- Origin: Paris, France
- Genres: Indie rock Post-punk revival
- Years active: 2005–2009
- Labels: Steady Go! Coming Soon Records
- Members: Gricha Berekachvili (vocals/guitar) Matthias Cadéac d'Arbaud (vocals/guitar) L.A.M.F. (bass guitar) Paul Louis Viguier2005-2008 Guillaume Rossel 2008-2009(drums)

= Rock&Roll (band) =

Rock&Roll is an indie rock band from Paris, France, formed in June 2005. The band is made up of singer Gricha Berekachvili, drummer Paul Louis Viguier, bassist L.A.M.F, guitarist Matthias Cadeac d'Arbaud and tambourine man Vincent-John Soimaud.

== Background ==
In 2006, the band released their first EP, First Class Plane. The cover was shot by Chanel designer, Karl Lagerfeld. In 2006, Les Inrockuptibles, a French rock music publication equivalent to Rolling Stone, elected them Best New Band of 2006 from a pool of roughly 7000 contestants.

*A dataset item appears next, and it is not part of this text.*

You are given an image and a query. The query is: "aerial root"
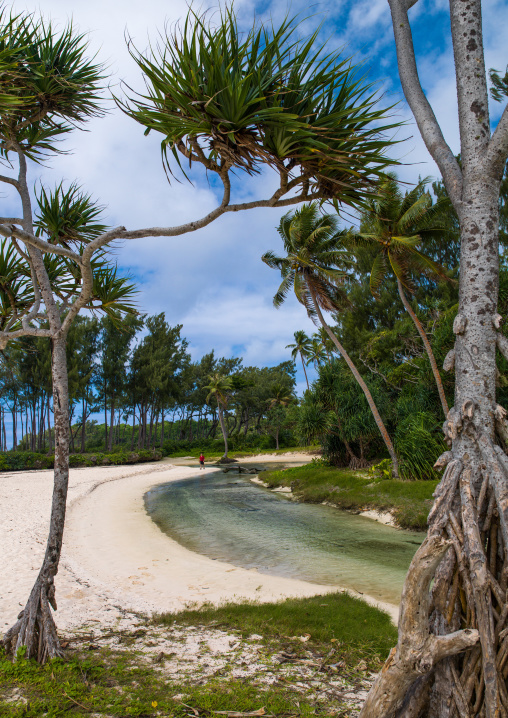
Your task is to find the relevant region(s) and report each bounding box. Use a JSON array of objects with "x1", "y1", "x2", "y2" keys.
[{"x1": 3, "y1": 575, "x2": 63, "y2": 663}]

The band was signed in January 2007 to David Sonenberg's management company after gigs in New York City. Then the band toured twice the United States. In September 2007, they released their second EP album entitled Losers, Boozers, Jacuzzi Users. The music video for the title track of the EP was directed by SKINNY.

Roberto Cavalli hired them as models to be the face of his Spring 2008 line. Additionally, the band has just finished shooting an episode of The Hills, in which they will gueststar as themselves. This episode is slated to air in 2008.

Viguier was replaced by drummer Guillaume Rossel in March 2008. In July 2008, the band recorded with producer Stepehen Hague (New Order, Pet Shop Boys, Blur) the single "You're Not Worth My Song", which became the official music of French TV channel Orange Sports.

In March 2009, the band split up. Singer/guitarist Berekachvili and drummer Rossel are currently working on two new projects together: one folk-country band called Russian Roulettes and a rock project called One+One.